Thursday, January 28, 2010

J.D. Salinger, 1919-2010

J.D. Salinger, author of The Catcher in the Rye and a main character in the novel Shoeless Joe by W.P. Kinsella, has died at the age of 91.

Will check back later with thoughts. A sad day today, indeed.

Sunday, January 24, 2010

Jay - Ee - Tee - Ess ...

No, I'm not going to pontificate here about if/how/why my perennially heartbreaking, soul-crushing New York Jets are going to beat the mighty, awesome Indianapolis Colts in the AFC championship game this afternoon. To be honest, I don't think they have a chance; they simply can't score enough points to keep up with Peyton Manning and the Colts offense, who don't play a lot of 17-14 games. Some of my friends will surely get on my case for being "negative" or "pessimistic," but they make the same mistake that all blind partisans make in failing to see the difference between what one wishes or hopes will happen, and what one actually honestly believes will happen. I can want and hope for outcome A but nonetheless predict and expect outcome B, all at the same time. The two thoughts are not incompatible.

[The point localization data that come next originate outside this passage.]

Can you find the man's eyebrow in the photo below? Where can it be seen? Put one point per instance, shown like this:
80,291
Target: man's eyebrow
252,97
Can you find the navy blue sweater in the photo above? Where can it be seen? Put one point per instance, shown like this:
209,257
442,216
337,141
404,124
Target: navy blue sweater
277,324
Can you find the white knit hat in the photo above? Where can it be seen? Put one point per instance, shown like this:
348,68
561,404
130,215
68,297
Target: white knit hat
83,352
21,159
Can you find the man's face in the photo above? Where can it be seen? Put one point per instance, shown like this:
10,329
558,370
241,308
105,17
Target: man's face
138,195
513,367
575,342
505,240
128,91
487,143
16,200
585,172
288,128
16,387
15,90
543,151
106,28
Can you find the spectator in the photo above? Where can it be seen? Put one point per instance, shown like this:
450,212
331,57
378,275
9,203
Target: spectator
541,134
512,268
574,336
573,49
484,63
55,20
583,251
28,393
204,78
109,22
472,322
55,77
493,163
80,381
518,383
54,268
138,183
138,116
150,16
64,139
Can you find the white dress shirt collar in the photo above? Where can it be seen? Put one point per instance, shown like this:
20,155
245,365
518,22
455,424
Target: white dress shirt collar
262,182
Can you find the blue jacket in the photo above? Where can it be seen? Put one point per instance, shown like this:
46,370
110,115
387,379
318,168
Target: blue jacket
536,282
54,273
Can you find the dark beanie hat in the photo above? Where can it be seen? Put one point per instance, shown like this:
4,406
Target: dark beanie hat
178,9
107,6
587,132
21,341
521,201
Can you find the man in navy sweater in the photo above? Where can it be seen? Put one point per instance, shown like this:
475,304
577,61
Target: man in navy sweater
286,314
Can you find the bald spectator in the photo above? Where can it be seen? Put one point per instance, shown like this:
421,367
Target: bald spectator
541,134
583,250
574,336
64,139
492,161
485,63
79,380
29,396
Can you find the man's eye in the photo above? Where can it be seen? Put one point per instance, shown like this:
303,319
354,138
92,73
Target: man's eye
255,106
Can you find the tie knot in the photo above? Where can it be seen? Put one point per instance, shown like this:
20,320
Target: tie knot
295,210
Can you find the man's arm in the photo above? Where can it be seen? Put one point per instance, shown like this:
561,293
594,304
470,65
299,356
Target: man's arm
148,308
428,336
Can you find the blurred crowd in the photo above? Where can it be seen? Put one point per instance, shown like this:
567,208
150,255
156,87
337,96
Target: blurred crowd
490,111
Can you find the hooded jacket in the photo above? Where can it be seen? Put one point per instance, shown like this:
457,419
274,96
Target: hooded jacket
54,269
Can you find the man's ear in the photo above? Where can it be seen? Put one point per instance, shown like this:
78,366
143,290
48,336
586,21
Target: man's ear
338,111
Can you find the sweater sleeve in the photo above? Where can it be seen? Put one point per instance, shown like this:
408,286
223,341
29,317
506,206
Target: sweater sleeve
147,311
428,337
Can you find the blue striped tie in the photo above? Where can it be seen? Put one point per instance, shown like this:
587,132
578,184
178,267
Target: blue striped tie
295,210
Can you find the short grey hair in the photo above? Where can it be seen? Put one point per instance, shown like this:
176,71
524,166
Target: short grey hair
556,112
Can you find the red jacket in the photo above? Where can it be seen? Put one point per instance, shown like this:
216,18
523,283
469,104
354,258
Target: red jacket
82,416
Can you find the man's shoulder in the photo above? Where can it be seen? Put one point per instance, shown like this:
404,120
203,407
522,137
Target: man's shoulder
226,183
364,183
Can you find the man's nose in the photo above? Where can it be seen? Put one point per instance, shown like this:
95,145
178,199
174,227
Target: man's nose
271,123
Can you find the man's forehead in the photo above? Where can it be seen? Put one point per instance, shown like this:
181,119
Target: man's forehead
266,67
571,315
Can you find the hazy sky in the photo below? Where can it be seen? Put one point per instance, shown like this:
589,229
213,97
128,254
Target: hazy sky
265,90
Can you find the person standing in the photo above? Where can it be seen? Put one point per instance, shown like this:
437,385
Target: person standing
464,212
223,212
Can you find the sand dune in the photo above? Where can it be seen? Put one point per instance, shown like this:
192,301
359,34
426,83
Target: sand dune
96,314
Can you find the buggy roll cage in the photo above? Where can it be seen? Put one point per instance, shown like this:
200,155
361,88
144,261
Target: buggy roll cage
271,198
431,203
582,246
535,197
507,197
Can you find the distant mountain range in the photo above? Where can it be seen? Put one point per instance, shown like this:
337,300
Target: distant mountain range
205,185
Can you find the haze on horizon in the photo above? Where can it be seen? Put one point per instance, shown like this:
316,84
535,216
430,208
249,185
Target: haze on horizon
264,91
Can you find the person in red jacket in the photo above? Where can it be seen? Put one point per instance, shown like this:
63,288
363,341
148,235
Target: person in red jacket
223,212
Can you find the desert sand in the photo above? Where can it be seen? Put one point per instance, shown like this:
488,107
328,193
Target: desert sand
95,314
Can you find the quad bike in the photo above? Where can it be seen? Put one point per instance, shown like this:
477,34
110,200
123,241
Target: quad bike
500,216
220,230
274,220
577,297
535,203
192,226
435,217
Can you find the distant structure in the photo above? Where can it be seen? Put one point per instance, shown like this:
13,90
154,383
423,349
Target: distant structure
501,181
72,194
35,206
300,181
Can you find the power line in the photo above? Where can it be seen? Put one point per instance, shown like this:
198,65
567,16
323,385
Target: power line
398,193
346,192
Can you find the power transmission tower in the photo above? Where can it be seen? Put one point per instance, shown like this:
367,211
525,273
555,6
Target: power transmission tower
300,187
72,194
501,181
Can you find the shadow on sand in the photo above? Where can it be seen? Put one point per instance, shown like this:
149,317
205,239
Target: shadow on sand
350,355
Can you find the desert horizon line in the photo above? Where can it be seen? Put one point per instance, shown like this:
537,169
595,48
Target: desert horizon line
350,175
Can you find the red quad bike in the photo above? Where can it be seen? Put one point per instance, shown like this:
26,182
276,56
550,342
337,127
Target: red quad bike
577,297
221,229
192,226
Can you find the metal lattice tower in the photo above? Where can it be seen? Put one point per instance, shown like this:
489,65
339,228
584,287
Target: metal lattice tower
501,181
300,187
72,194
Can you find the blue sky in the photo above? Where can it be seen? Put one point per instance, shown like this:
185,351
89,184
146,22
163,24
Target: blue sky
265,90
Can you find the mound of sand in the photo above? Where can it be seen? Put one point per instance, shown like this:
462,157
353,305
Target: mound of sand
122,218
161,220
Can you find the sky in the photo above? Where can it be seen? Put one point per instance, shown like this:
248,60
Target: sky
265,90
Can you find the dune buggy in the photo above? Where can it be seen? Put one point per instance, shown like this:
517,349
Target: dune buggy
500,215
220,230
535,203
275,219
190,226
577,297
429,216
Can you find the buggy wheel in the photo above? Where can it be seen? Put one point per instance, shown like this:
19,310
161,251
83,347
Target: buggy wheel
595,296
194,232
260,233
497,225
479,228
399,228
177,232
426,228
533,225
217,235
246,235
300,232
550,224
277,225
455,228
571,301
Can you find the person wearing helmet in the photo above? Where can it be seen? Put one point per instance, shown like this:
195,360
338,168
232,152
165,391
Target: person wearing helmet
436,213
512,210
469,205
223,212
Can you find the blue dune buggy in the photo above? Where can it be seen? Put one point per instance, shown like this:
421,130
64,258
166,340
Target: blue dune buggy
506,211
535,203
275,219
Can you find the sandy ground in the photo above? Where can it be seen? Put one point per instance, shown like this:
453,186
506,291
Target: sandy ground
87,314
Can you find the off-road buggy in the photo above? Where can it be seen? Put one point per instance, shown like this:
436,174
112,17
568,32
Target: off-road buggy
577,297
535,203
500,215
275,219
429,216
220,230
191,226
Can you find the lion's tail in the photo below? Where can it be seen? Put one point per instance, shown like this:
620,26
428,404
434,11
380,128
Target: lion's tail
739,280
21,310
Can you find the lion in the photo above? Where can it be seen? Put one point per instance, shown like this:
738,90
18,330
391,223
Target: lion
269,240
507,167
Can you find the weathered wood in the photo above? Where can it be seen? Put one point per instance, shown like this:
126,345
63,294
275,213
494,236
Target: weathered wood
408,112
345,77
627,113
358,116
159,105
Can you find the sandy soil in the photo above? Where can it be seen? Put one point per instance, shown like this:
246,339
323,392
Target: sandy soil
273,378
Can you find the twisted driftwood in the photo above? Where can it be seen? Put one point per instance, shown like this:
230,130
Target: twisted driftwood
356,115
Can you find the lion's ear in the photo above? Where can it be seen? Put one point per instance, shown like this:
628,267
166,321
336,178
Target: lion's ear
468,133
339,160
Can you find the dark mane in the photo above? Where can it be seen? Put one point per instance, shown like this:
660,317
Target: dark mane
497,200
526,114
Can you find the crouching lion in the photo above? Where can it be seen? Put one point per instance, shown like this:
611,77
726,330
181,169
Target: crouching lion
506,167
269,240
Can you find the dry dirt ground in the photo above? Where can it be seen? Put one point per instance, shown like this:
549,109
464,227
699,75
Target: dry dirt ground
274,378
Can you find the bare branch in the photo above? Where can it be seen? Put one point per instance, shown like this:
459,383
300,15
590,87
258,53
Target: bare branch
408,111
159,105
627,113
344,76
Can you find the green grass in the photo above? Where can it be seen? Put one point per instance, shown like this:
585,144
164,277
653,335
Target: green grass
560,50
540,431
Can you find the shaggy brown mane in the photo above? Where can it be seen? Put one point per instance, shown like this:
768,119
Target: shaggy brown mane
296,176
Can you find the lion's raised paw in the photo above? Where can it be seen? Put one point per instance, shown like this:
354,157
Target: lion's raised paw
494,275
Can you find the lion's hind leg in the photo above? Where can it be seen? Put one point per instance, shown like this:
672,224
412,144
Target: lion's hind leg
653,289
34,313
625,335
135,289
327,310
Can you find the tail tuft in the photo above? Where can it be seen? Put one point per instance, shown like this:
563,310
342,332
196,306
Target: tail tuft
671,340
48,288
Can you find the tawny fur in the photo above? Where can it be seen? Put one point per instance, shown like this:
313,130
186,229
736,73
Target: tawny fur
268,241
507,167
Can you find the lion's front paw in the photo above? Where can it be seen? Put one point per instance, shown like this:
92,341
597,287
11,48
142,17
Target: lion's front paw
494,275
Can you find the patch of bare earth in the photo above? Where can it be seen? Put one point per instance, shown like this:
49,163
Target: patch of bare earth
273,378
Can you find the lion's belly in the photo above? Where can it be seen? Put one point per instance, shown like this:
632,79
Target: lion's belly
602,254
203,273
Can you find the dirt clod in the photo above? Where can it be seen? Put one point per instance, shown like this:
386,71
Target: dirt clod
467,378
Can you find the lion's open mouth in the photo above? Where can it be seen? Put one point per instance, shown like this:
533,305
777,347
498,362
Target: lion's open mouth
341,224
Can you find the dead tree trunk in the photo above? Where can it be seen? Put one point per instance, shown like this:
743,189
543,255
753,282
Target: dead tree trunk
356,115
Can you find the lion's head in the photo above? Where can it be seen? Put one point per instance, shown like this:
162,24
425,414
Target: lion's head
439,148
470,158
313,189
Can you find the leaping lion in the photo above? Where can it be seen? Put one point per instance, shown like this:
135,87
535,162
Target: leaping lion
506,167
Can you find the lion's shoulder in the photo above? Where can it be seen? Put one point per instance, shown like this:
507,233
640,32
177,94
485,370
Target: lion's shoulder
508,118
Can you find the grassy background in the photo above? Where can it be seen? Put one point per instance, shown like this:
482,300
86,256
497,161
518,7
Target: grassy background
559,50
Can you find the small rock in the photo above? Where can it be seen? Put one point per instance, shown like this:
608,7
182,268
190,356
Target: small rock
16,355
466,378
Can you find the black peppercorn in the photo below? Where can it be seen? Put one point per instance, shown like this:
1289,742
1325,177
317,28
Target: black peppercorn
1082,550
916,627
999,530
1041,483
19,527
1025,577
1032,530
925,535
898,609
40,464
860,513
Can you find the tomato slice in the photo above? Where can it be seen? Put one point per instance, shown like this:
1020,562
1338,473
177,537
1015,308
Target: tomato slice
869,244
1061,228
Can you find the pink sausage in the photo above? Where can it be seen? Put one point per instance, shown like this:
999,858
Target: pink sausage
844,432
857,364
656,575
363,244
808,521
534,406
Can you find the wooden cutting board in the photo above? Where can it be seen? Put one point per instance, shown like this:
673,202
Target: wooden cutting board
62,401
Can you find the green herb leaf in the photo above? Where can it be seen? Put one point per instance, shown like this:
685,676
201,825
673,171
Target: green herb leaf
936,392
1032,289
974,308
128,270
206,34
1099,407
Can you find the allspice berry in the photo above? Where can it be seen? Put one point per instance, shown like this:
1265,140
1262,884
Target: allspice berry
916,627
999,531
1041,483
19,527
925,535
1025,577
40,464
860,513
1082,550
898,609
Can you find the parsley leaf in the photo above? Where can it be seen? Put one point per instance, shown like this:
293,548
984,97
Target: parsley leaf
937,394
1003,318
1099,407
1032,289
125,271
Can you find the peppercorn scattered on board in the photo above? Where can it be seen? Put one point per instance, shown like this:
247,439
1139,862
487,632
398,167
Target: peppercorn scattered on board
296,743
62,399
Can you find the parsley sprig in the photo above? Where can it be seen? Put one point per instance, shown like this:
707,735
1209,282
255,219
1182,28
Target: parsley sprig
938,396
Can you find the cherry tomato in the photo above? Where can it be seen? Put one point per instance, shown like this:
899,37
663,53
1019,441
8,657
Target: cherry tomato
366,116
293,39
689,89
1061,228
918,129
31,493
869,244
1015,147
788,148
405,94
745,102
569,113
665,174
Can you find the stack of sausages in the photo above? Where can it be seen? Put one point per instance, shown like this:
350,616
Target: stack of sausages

No, I post today because of something I read in today's NY Post, in an interview with Jets safety Jim Leonhard. When asked if he and his teammates would "run through a brick wall" for coach Rex Ryan, Leonhard replied, "Everyone’s been lied to, everyone’s been told something that really isn’t true. Your parents tell you you’re great your whole life, and sometimes it’s not true. I watch "American Idol" every once in a while, you see all the people that go on the show and they think they’re the best singers in the world because no one ever told them that they’re not. Rex is gonna tell you the truth."

I only noticed and posted this because it reflects the thinking that has been driving my teaching for years. I've always told people that I have some students who love me, and some who hate me; some who think I'm a great teacher, and some who think I'm a terrible teacher. And both for the same reason. The reason is precisely what Leonhard says about Ryan here. A lot of students come to my class having only ever been told how wonderful and fabulous they are at everything they've ever done, throughout their entire childhood. Their teachers may have even been taught, trained and instructed to do that; to never tell a student that his answer is wrong or her work is inadequate, because doing so would be "psychologically damaging." (This is what a student-teacher I supervised a few years back told me she had been taught.) They get to my class and can't handle my brutal honesty. I challenge them to do better, and they take it as an insult.

Now, I've had a number of students over the years who initially resented me for this, but who realized over time what I was doing for them and came to appreciate it. Sometimes that only happens after the student is not in my class anymore. But I believe, have always believed and will always believe, that we do kids no favors by praising everything they do without giving them any honest appraisals of their ability and performance. The kind of obsequious self-esteem boosting we see in schools does nothing but produce a lot of narcissistic, peevish kids who cannot and do not learn because they can neither take constructive criticism nor distinguish it from arbitrary meanness.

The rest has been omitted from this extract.